Видно с крыльца — далеко. За исклеванным курами лужком, за забором темнеет низина — пастбище. Правее — синяя полоска бора, в другую сторону, до самого горизонта — разноцветные заплатки хозяйских гряд, покосы, баньки, нестройной гурьбой сбегающие к озеру. Позади, за деревней — оглаженные ледником спины холмов. Даль благословенная. Вот так бы и стоять, прижмурившись на утреннее солнышко, чтобы тихо отдыхало натруженное тело. «Нюрка и сщас красива бабка, гладенька», — судачили о ней на деревне. И верно, хотя и была она уже в том возрасте, когда скоропроходящую красу щедро заменяют здоровье и природное добросердечие. Русская широковатость лица мешалась в ней с вепсской остротой и настороженностью черт. Глаза светлые, с таежной печалинкой в глубине, не велики и ресницами, по северному обычаю, не богаты. Личико — почти без морщин, столь туго обтянуты лепные скулы, тонкий нос и крепкий подбородок. И зубы еще ядреные, ровно посаженные, на зависть молодицам. В лице ее, чуть расплывчато, отпечатались все черты северного русского лика, и быть бы ей, с ее могучей статью, начальницей крепкого, живучего, многолюдного рода. Такое округлое широкое сложение в народе называли «родущим», но плечи ее никогда не знали мужних объятий, и чрево навек осталось нераспечатанным. Война ли виновата, или что еще, не ведал никто. Только бабкою Нюра стала, минуя материнскую ношу.
Во дворе гуляла последняя бабкина живность — курки, все, что осталось от белых сытых коников, от костромских удойных коров с человечьими глазами, от коз пуховых, от шелкорунных овечек, от говорливой птицы, от злых сторожевых псов с изрядной долей волчьей крови, некогда охранявших этот богатый двор. Последних овечек и комолую козу выменяла бабка на старенькую «люминевую» лодку с разбитым мотором, для Ераски, побаловать сироту. Да вот куры что-то расшумелись…
Так и есть, кого-то ветром с озера надуло. У калитки нерешительно топтались незнакомые люди, по виду приезжие.
— Ну-тка ступай сюда, обдериха тебя забери… Ераско, слышь ты, неслух? Эвон пришли, твой мешочек спрашиват, — бабкин голос, зычный, как пастушья дудка, подбросил Герасима с сенника.

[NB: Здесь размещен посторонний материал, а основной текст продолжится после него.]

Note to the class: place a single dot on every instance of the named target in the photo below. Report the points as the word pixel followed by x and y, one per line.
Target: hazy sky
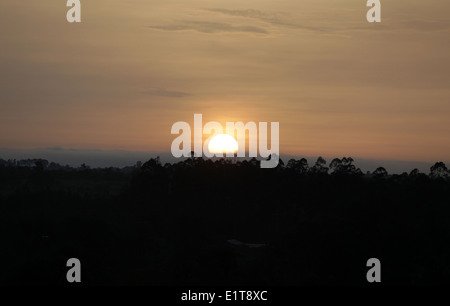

Рюкзак, найденный на озере, был укромно притулен за печкой в старой заброшенной баньке, для верности присыпан мусором и укрыт ящиком пыльных «будылей». Но скрыть что-либо от дружественного внимания соседей в маленькой деревеньке еще никому не удавалось. Все уже давно и подробно знали о найденных на озере вещах, которые Герасим не спешил отправлять в район.
Сладко спится летом «на сенах» — высоком ворохе прохладной млечной травы, вот и распарился, размяк. Герасим выглянул во двор с высокой повети и ошалел; на немятой траве-мураве, среди желтиков и ромашек стояла босая пава в коротеньком сарафане. Золотистая коса лежала поверх ровно загоревшего плеча. Герасим торопливо огладил волосы, потуже затянул гашник домашних портов и соколом слетел с повети.
— Вот я, здрасте, — наспех обтерев о штанину вспотевшую ладонь, Герасим потянулся навстречу девушке.